Вполне в духе эзотеризма рефлексию души и своего религиозного опыта Августин оборачивает в сакральное и наоборот. Например, окончательный выбор в пользу Бога Августин объясняет тем, что Бог его «выкупил»: «Я решил пред очами Твоими не порывать резко со своей службой, а тихонько отойти от этой работы языком на торгу болтовней… уйти, как обычно, в отпуск, но не быть больше продажным рабом: я был Тобой выкуплен»[11]. В этом же ключе можно понять и замечание Неретиной. «Повторим, — пишет она, — через исследование внутренних интеллектуальных суждений, представлений, через анализ того, что есть органы чувств, память, образы, через проблематизацию времени, слова Августин показывает бытие Бога»[12].

Но эзотеризм был формой, сущность же творчества Августина в нашей интерпретации сводится к построению схем и образов средневековой личности, ориентированной на Священное Писание и работу по перестройке ветхого человека.

Особенностью средневековой личности является конкретная диалектика свободы и необходимости, суть которой состояла в признании в рамках корпоративных отношений и веры в Бога личной свободы человека.

Наметив схемы и образы средневековой личности, Августин, с одной стороны, создал условия для конституирования и формирования этой личности, с другой — принципиальную возможность ее мыслить.
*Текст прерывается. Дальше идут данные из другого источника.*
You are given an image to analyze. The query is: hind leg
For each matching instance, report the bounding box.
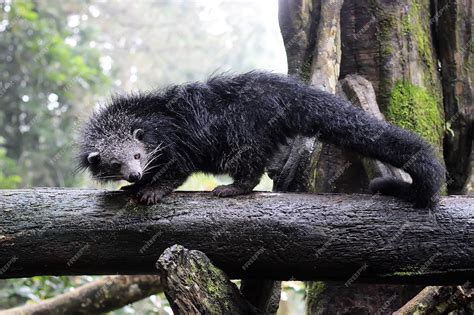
[212,167,263,197]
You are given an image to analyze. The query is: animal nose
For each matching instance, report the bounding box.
[128,172,141,183]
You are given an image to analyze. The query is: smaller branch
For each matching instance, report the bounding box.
[156,245,257,315]
[393,281,474,315]
[0,275,162,315]
[240,279,281,315]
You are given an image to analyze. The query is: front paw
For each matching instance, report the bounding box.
[120,184,140,192]
[137,188,168,205]
[212,184,251,197]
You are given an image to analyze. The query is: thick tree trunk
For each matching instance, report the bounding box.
[0,189,474,284]
[432,0,474,194]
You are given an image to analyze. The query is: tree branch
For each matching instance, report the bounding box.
[0,189,474,284]
[0,275,162,315]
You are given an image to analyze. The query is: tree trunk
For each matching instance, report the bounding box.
[0,189,474,284]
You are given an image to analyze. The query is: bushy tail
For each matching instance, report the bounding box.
[295,90,446,207]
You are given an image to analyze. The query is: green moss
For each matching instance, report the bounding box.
[402,1,437,92]
[306,281,327,314]
[386,81,444,154]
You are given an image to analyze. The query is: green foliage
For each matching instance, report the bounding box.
[0,0,108,186]
[387,81,444,151]
[0,137,21,189]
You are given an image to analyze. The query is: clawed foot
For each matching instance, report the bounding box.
[137,187,169,205]
[120,184,140,192]
[212,184,251,197]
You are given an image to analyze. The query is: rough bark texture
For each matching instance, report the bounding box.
[0,275,162,315]
[307,75,422,314]
[393,281,474,315]
[156,245,257,315]
[432,0,474,194]
[340,0,444,157]
[0,189,474,284]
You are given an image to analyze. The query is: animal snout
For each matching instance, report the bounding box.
[128,172,142,183]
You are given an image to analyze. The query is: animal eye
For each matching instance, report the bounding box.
[133,129,145,141]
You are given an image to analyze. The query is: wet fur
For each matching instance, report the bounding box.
[80,71,445,207]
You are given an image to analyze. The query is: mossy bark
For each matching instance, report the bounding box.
[277,0,466,314]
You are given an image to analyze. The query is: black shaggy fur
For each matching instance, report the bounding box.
[80,71,445,207]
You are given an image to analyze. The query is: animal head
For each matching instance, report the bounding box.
[80,128,147,183]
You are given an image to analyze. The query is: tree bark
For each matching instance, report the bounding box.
[0,189,474,284]
[0,275,162,315]
[240,279,281,315]
[393,281,474,315]
[432,0,474,194]
[156,245,257,315]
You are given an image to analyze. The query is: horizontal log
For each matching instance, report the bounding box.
[0,189,474,285]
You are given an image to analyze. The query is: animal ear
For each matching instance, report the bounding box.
[87,152,100,164]
[133,129,145,141]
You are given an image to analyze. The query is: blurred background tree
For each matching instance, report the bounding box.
[0,0,304,314]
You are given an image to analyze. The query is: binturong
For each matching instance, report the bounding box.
[79,71,445,207]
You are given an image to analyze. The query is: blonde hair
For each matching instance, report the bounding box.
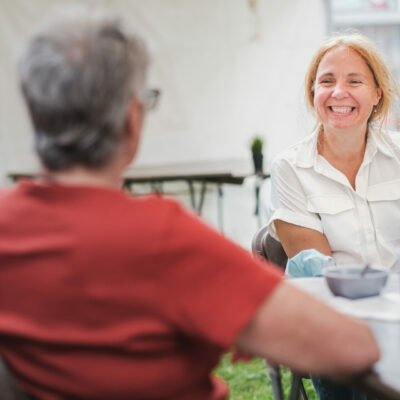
[305,32,400,124]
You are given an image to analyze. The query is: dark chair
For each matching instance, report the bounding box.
[251,226,307,400]
[0,357,31,400]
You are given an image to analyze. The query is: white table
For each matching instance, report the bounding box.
[290,274,400,400]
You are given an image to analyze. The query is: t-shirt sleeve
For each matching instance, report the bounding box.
[159,203,282,349]
[268,158,323,240]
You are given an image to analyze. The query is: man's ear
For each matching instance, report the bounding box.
[124,98,143,164]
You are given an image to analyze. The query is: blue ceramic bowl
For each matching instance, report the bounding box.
[323,266,388,299]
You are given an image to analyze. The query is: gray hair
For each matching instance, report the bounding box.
[19,7,148,170]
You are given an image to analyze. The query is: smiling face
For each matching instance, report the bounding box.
[314,47,381,131]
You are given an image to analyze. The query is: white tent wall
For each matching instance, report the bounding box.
[0,0,325,247]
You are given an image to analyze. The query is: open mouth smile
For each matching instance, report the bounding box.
[328,106,355,114]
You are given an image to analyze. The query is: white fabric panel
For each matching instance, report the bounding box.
[0,0,325,184]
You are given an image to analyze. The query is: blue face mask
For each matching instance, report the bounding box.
[286,249,335,278]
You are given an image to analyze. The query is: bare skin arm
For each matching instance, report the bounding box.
[236,282,379,380]
[274,219,332,258]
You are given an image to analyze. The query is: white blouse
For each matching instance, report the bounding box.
[268,125,400,267]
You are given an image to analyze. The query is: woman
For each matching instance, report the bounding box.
[268,34,400,400]
[269,34,400,268]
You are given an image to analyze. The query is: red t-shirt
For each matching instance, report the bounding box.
[0,182,281,400]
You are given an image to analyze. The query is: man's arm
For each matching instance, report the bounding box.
[236,282,379,379]
[274,220,332,258]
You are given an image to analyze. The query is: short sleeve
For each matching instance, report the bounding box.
[159,206,282,349]
[268,158,323,240]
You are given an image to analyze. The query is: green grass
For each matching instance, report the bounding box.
[215,353,318,400]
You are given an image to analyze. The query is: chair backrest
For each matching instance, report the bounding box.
[251,226,287,269]
[0,357,30,400]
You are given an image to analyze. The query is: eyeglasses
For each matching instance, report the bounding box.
[142,89,161,111]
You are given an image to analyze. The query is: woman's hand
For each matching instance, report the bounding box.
[274,219,332,258]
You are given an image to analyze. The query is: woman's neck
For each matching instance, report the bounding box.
[317,123,367,189]
[318,127,367,164]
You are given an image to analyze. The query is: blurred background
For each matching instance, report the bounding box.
[0,0,400,248]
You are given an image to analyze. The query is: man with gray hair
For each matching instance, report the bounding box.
[0,6,379,400]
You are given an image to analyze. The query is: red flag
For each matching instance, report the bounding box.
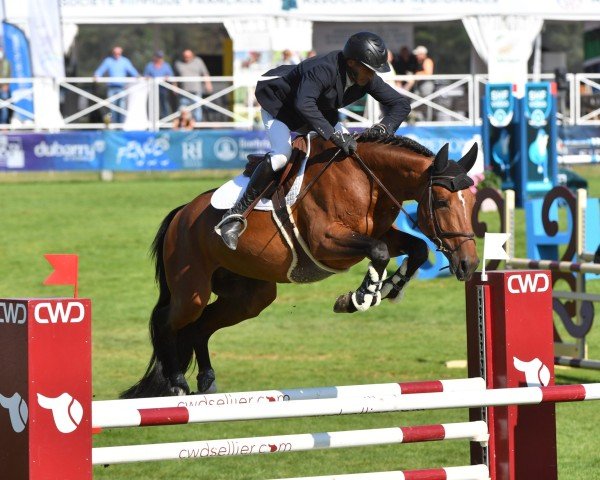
[44,253,79,297]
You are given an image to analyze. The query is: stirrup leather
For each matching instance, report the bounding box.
[215,213,248,236]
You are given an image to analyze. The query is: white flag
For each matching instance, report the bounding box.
[481,232,510,282]
[483,233,510,260]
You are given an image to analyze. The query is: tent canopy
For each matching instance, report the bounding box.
[0,0,600,24]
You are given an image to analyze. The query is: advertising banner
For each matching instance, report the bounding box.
[104,130,270,170]
[0,126,483,173]
[482,83,520,189]
[0,132,105,171]
[523,82,556,192]
[3,22,33,121]
[557,125,600,163]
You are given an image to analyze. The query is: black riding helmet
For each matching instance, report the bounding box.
[342,32,390,73]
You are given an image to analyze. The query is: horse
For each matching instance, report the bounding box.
[121,135,479,398]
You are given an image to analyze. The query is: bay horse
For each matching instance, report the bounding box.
[121,135,479,398]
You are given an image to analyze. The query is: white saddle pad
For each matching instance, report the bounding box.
[210,133,312,211]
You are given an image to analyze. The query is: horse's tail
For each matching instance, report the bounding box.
[120,205,192,398]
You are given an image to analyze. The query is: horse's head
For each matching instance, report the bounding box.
[418,144,479,280]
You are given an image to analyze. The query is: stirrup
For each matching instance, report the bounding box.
[215,213,248,236]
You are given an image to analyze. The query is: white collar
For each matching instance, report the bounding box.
[344,73,354,92]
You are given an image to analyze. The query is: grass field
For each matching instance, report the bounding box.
[0,166,600,480]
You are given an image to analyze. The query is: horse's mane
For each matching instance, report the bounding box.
[356,134,435,157]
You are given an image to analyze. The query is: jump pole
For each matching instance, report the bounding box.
[0,270,588,480]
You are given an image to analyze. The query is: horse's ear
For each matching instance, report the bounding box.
[458,142,478,173]
[433,143,450,173]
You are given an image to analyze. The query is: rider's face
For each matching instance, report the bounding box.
[347,60,375,87]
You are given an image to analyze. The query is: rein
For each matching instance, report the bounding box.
[352,152,475,255]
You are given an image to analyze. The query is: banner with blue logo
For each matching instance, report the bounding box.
[104,130,270,171]
[521,82,556,193]
[484,83,515,128]
[3,22,33,121]
[557,125,600,163]
[0,132,105,171]
[0,126,481,173]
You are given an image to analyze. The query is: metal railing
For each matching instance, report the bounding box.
[0,74,600,131]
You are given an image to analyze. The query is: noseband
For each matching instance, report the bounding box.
[419,171,475,255]
[352,152,475,256]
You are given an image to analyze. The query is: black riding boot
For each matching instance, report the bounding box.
[215,153,275,250]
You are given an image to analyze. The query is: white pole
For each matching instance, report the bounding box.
[93,383,600,428]
[92,421,489,465]
[92,378,485,428]
[272,465,490,480]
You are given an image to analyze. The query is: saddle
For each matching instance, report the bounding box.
[243,135,309,201]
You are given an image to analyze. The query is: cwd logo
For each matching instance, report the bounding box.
[33,302,85,323]
[507,273,550,293]
[0,302,27,325]
[37,392,83,433]
[513,357,550,387]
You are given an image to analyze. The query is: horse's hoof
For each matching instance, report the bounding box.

Действительно, становление личности предполагает формирование самостоятельного, личностного поведения человека (как я подчеркнул, в специфически средневековом смысле). В свою очередь, самостоятельное поведение невозможно без особой семиотики и представлений, задающих «образ себя». Схемы и образы средневековой личности, намеченные Августином, как раз и выполняют эту функцию, т. е. задавали «образ себя», с помощью которого средневековый человек начинает строить самостоятельное поведение и устанавливать отношения с другими людьми и властью. На основе этих схем и образов средневековый человек также осознает себя и рассуждает по поводу себя, получая новые знания.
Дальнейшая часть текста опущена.